The Bulldogs faced an equally undefeated Bemidji State outfit last Saturday at Malosky Stadium, and UMD won the game 26-19, but it took two overtime sessions to do it, after Bemidji State came roaring back from a 9-0 halftime deficit to claim a 16-12 lead after three quarters.
Bemidji State added a field goal and UMD got a touchdown when quarterback John Larson connected with sophomore Johnny McCormick, whose acrobatic catch of a 22-yard strike gave UMD a 19-16 lead.
Bemidji State qiarterback Jared Henning had a tough night, so coach Brent Bolte sent in true freshman Alec Ogden, and he went 5-10 for 168 yards, including two touchdowns. But at the end, UMD’s defense stiffened and the Beavers settled for a 40-yard field goal and the 19-all tie.
The Bulldogs got deep enough into Bemidji territory to win it with a field goal, but with 40 seconds left, UMD missed on fourth down at the 16.
Overtime in college is fun, because both teams get equal chances to score. Bemidji State had the ball first from the UMD 25, but stalled at furth and three at the 18. The Beavers, however, missed that field goal attempt.

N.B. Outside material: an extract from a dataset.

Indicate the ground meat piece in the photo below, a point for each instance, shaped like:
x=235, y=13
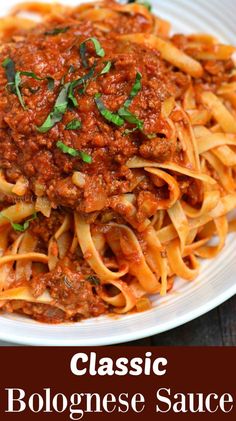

It took until the second round of tries for UMD to click, when Larson fired a pass to Nate Ricci to reach the 2, and freshman Wade Sullivan slammed in from there for the 26-19 lead.
Bemidji State had a chance for the equalizer, but a dropped pass and an incompletion left fourth and 17 at the 32. A field goal wouldn’t do it, so Ogden tried to pass for it, but UMD senior Alex Helmer nailed Ogden for a game-ending sack.
That moved UMD to 4-0 in the battle of undefeated teams, and Bemidji State is 3-1. The Bulldogs face Concordia of St. Paul Saturday at Malosky Stadium, at 1 p.m.
St. Scholastica faced a major challenge against Westminster last Saturday at noon at Public Schools Stadium before pulling out a 23-20 UMAC victory. The Blue Jays took a 7-0 lead, held it at 7-3 at halftime, then made it 13-3 in the third quarter before Saints quarterback Zach Edwards found his rhythm.
Edwards passed to Esko’s Aaron Olson for an 18-yard touchdown to close the gap to 13-9, then ran for a 9-yard touchdown in the fourth quarter to put the Saints ahead 16-13. The Saints gained a 23-13 cushion on Teddy Gildersleeve’s 18-yard touchdown, and that proved decisive when Westminster scored a touchdown with three minutes remaining.
It was quite a weekend for sports in Duluth, as the UMD women’s soccer and hockey teams had tough defeats.
The UMD women skated to a 3-0 first-period lead over the newly professional Minnesota Whitecaps at AMSOIL Arena, but the Whitecaps came back for a 3-3 tie on two goals by ex-Gopher Hannah Brandt before Lee Stecklein scored the third-period winner for a 4-3 triumph. Sadie Lundquist from Cloquet got her second assist on the game-winner.
UMD got two goals from Gabbie Hughes and one by Naomi Rogge, and former U.S. Olympic goaltender Maddie Rooney saw her 3-0 lead vanish before Emma Soderquist played the third period. The Bulldogs face a potent Boston College outfit at AMSOIL Friday and Saturday.
The UMD soccer team dropped a tight 1-0 game to MSU-Mankato last Friday night, when Brynn Desens worked a give-and-go off her own throw-in, and curled a high shot that went just off the fingertips of goaltender Sisley Ng, who tumbled backward into the goal as the ball hit the net. Ng came back to shut out Concordia Sunday afternoon, but unfortunately UMD failed to score also, in a 0-0 tie.
Things continue to heat up this weekend, with some of the biggest news on the UMD campus the naming of the UMD Bulldogs No. 1 in the U.S. College Hockey Online preseason poll. Before getting too excited, however, be aware that USCHO takes the easy way out in its annual preseason poll, ranking the top four teams as the teams that make the Frozen Four the previous year. The Bulldogs, however, will be really tough to dislodge this year, however.